Retired U.S.A.F. Master Sergeant Adele Loar and retired U.S. Army Specialist Juliet Madsen were both seriously injured by Improvised Explosive Devices (IEDs). Nevertheless, they tried wakeboarding, and loved it.
"The wakeboarding was awesome," says Madsen, a triathlete. "Now that I know how to do it, I'm pretty excited and want to try to do it again."
Veterans talking with each other
Not only did they find a new sport, but they found each other.
"She's like me," says Loar. "For once I feel like I can say whatever I'm thinking and all the problems I'd endured and someone gets it."
It is the support from other female veterans that is the bedrock of the program.
"It is a major healing component for women," says Ellen Tracy, a therapist who volunteers with the program. "Many of these women have been very isolated. Oftentimes they don't leave their house. One of the most important pieces is help them understand that what they are going through, other women also are going through. They are not alone."
Stretching and meditation class
The program also provides support for caregivers, who accompany the women.
"If you are not taking care of the needs of the person that lives with the veteran, you are not taking care of the veteran," says Gillette. "They come as a package."
"I got to meet other people that are under the situations, just talk with them, find out different ways that they've been dealing with it, says Mark Braisted, Adele's brother and her caregiver. "I guess it's just reassuring to know some of the things I'm doing are the same things they're doing."

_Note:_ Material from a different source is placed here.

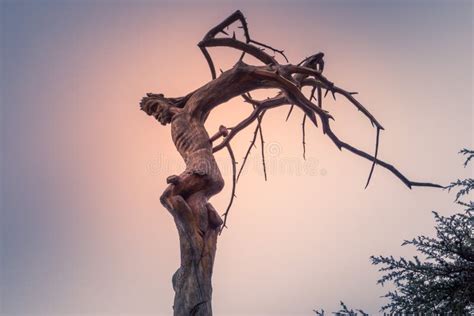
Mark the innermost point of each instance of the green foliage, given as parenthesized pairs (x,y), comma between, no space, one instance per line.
(444,281)
(344,311)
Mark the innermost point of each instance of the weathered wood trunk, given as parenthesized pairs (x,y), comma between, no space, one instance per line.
(197,222)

Paddleboarding on Pettit Lake in the morning
In addition to water sports, the women learn relaxation techniques, such as mediation.
"One of the therapeutic tools we try and teach these women is how to create pauses in their mind, says Tracy. "The mind chatter, the anxiety goes on and on and on, and so this is an amazing place to be able to stop, breathe and just look around themselves."
And of course, the amazing scenery of the Sawtooth Valley provides its own medicine.
"The landscape is absolutely wonderful," says retired U.S.M.C. Staff Sergeant Delta Evans. "I think the fresh air and the outdoors and the stimulation absolutely helps with healing."
"It is absolutely gorgeous. It's like looking at a picture but actually experiencing it," says Arrington.